Little has been said about how w3af is really helping NeXpose's web application security scanner become the best in class; and even less has been said about how NeXpose is helping w3af; so I thought about writing this short blog post and tell you all about it using a short story:

The never-ending fight against memory usage
When I started to work with NeXpose, it was clear that a lot of thought had been put into making the web application scanner have the lowest memory footprint possible. If you've ever developed a web application scanner, or any similar tool, it will be clear to you how difficult this is. For those that haven't, the problem is easy to understand: "You need to scan both a website that has 30 links AND a massive website like YouYube using the same amount of memory, lets say, 50MB". Another important requirement is to have insanely fast results, so storing everything on disk won't work because of the I/O overhead.

There are a couple of data structures we can use to keep memory footprint under control without hurting disk I/O, and Bloom filter is Rapid7's favorite.

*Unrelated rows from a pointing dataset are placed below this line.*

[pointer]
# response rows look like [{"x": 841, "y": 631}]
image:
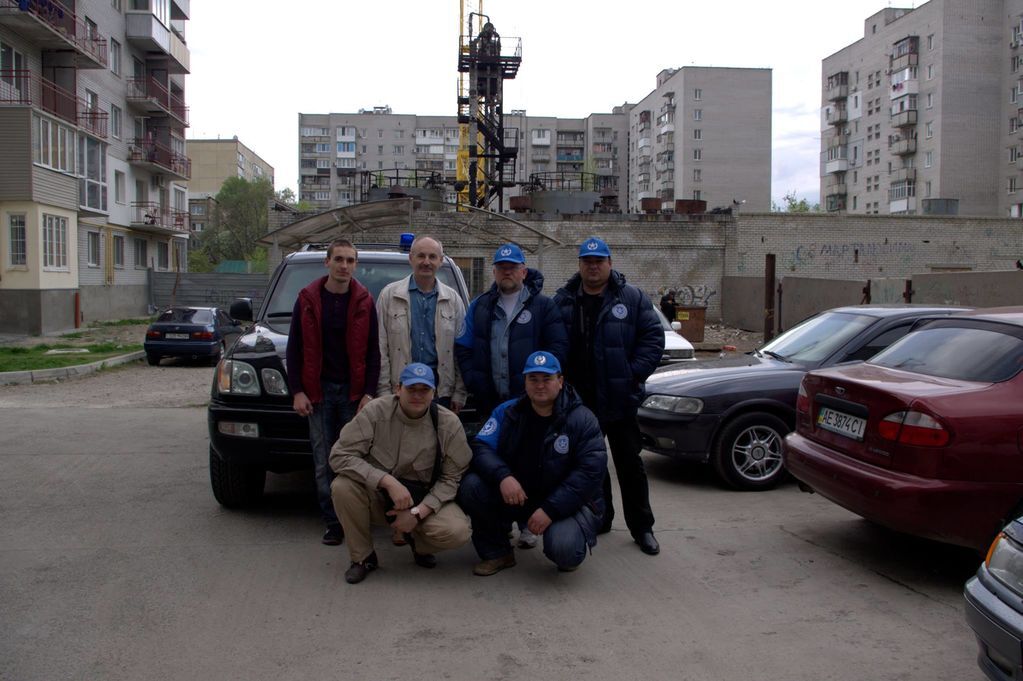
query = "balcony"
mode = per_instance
[
  {"x": 52, "y": 26},
  {"x": 153, "y": 218},
  {"x": 837, "y": 115},
  {"x": 144, "y": 31},
  {"x": 150, "y": 95},
  {"x": 903, "y": 119},
  {"x": 159, "y": 159},
  {"x": 902, "y": 147}
]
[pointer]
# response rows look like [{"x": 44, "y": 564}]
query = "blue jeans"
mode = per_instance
[
  {"x": 325, "y": 422},
  {"x": 565, "y": 542}
]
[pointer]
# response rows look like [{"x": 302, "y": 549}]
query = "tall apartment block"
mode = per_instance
[
  {"x": 923, "y": 115},
  {"x": 93, "y": 168},
  {"x": 704, "y": 134},
  {"x": 213, "y": 161}
]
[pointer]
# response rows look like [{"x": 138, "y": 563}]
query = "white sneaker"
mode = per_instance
[{"x": 527, "y": 539}]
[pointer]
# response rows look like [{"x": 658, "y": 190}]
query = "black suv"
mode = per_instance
[{"x": 253, "y": 427}]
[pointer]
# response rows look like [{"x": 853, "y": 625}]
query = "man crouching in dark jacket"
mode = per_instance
[{"x": 539, "y": 458}]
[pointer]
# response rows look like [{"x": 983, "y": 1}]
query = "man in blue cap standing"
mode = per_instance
[
  {"x": 539, "y": 459},
  {"x": 615, "y": 342},
  {"x": 502, "y": 326}
]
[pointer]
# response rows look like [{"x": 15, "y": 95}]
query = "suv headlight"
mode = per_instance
[
  {"x": 673, "y": 404},
  {"x": 236, "y": 377}
]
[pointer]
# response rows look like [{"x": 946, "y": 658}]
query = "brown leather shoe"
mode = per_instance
[{"x": 494, "y": 565}]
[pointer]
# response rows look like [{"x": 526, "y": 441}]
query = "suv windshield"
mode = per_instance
[
  {"x": 817, "y": 337},
  {"x": 298, "y": 275},
  {"x": 947, "y": 352}
]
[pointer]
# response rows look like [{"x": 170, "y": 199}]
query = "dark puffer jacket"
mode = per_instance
[
  {"x": 537, "y": 326},
  {"x": 627, "y": 347},
  {"x": 572, "y": 465}
]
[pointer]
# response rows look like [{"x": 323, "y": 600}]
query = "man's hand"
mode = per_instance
[
  {"x": 302, "y": 405},
  {"x": 512, "y": 492},
  {"x": 538, "y": 521},
  {"x": 403, "y": 520},
  {"x": 398, "y": 493}
]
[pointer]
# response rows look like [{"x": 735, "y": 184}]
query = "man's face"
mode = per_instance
[
  {"x": 415, "y": 399},
  {"x": 542, "y": 389},
  {"x": 426, "y": 258},
  {"x": 594, "y": 271},
  {"x": 341, "y": 264},
  {"x": 509, "y": 276}
]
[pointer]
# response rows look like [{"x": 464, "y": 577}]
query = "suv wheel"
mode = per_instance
[
  {"x": 748, "y": 452},
  {"x": 234, "y": 485}
]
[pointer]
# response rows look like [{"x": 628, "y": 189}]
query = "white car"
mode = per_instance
[{"x": 676, "y": 349}]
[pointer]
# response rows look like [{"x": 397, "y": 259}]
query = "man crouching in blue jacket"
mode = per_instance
[{"x": 541, "y": 459}]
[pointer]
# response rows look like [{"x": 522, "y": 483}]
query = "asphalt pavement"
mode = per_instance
[{"x": 116, "y": 562}]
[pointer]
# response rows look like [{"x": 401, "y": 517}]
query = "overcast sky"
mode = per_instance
[{"x": 257, "y": 63}]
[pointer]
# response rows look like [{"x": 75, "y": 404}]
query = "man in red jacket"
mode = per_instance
[{"x": 334, "y": 363}]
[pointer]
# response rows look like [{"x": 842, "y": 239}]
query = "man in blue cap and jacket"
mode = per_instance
[
  {"x": 539, "y": 459},
  {"x": 615, "y": 343}
]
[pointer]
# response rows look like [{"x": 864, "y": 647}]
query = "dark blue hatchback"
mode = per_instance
[{"x": 190, "y": 332}]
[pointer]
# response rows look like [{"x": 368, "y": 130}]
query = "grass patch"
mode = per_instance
[
  {"x": 32, "y": 359},
  {"x": 124, "y": 322}
]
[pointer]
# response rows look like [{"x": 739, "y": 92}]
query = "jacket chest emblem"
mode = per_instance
[{"x": 562, "y": 444}]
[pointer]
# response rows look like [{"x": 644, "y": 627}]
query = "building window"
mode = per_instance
[
  {"x": 54, "y": 242},
  {"x": 115, "y": 57},
  {"x": 119, "y": 252},
  {"x": 92, "y": 250},
  {"x": 141, "y": 254},
  {"x": 18, "y": 254}
]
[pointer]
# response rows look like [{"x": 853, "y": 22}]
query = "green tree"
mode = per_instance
[{"x": 240, "y": 219}]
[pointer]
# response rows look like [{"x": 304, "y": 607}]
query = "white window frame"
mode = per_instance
[{"x": 55, "y": 243}]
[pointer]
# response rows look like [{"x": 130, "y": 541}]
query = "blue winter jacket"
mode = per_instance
[
  {"x": 572, "y": 465},
  {"x": 537, "y": 326},
  {"x": 628, "y": 344}
]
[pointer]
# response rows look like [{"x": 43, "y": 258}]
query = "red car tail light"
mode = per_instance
[
  {"x": 914, "y": 427},
  {"x": 802, "y": 400}
]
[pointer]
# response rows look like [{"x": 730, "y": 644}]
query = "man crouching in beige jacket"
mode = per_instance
[{"x": 390, "y": 471}]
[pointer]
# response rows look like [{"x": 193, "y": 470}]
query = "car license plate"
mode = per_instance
[{"x": 844, "y": 424}]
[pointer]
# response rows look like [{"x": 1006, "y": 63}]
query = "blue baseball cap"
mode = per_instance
[
  {"x": 541, "y": 362},
  {"x": 593, "y": 247},
  {"x": 508, "y": 253},
  {"x": 416, "y": 372}
]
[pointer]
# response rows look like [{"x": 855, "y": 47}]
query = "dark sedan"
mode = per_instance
[
  {"x": 926, "y": 438},
  {"x": 994, "y": 606},
  {"x": 190, "y": 332},
  {"x": 734, "y": 413}
]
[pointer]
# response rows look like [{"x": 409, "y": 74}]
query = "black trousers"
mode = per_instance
[{"x": 624, "y": 441}]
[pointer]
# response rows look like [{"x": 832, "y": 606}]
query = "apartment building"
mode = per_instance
[
  {"x": 336, "y": 148},
  {"x": 704, "y": 133},
  {"x": 93, "y": 171},
  {"x": 213, "y": 161},
  {"x": 922, "y": 115}
]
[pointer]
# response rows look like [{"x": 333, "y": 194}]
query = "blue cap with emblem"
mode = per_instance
[
  {"x": 416, "y": 372},
  {"x": 508, "y": 253},
  {"x": 541, "y": 362},
  {"x": 593, "y": 247}
]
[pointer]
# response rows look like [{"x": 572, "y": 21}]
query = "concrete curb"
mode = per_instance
[{"x": 64, "y": 372}]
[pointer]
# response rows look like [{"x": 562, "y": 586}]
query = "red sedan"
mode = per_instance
[{"x": 926, "y": 437}]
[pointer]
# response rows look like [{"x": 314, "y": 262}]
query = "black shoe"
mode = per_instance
[
  {"x": 334, "y": 535},
  {"x": 421, "y": 559},
  {"x": 647, "y": 542},
  {"x": 358, "y": 571}
]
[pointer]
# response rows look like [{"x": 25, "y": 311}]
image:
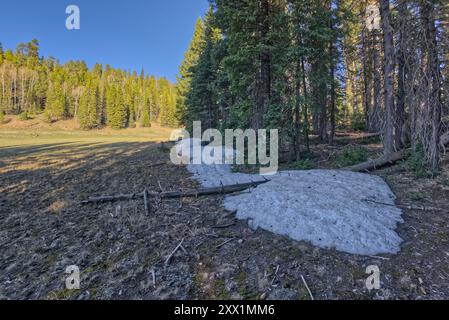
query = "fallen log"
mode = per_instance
[
  {"x": 378, "y": 163},
  {"x": 177, "y": 194},
  {"x": 390, "y": 159}
]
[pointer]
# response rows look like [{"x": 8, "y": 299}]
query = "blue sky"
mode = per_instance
[{"x": 131, "y": 34}]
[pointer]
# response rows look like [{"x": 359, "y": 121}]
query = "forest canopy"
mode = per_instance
[
  {"x": 313, "y": 66},
  {"x": 30, "y": 85}
]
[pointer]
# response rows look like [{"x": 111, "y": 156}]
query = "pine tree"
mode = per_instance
[
  {"x": 117, "y": 112},
  {"x": 88, "y": 105},
  {"x": 56, "y": 104}
]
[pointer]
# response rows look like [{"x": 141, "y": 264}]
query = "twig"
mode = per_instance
[
  {"x": 145, "y": 200},
  {"x": 224, "y": 243},
  {"x": 275, "y": 275},
  {"x": 160, "y": 186},
  {"x": 153, "y": 274},
  {"x": 177, "y": 194},
  {"x": 225, "y": 226},
  {"x": 378, "y": 257},
  {"x": 167, "y": 261},
  {"x": 157, "y": 164},
  {"x": 410, "y": 207},
  {"x": 307, "y": 287}
]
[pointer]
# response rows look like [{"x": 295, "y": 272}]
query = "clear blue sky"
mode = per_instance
[{"x": 127, "y": 34}]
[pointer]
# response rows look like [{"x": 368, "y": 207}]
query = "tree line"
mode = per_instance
[
  {"x": 312, "y": 66},
  {"x": 30, "y": 85}
]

At this point in time w3af had evolved from storing lots of objects in classic python lists "[]", which uses tons of memory, into a data structure that was created to address that issue by storing those items on disk (in a really inspired day, I called that structure disk_list). This was a good intermediate solution, w3af didn't use tons of memory but was slow at seeking the information we stored on disk.

After understanding how Bloom filters were used in NeXpose, I went back to w3af and refactored the code that used disk_lists to use Bloom filters. This gave us a 20% performance improvement, reduced disk usage, and at first sight slightly increased our memory footprint.

After lots of testing, we discovered that the Bloom filter implementation we were using in w3af had some major issues, which made it consume more memory than expected. This pushed us to a different implementation of this probabilistic data structure: pybloomfiltermmap. Which uses the mmap POSIX system call to have the lowest memory footprint possible and be much quicker than the previous implementation we used (1200%!).

Our next step is to apply the lessons we have learned in w3af to NeXpose and run some performance tests to verify if we can lower the memory usage of its web application security scanner by re-implementing its bloom filters to use mmap.

Continuous feedback

I could be writing blog posts like this, telling you about success stories of things we test in w3af that then enhance NeXpose (and the other way around) all day long.

Although very different, w3af and NeXpose face many of the same challenges, and find similar ways of solving hard issues. Each tool has its benefits; winning in some areas over the other and performing less well in other areas. Working side-by-side allows us to continue to improve both products by looking into both code-bases and learning from each other's successes and errors.

An open source and a commercial solution, working together to benefit the community and the clients. That's the Rapid7 spirit!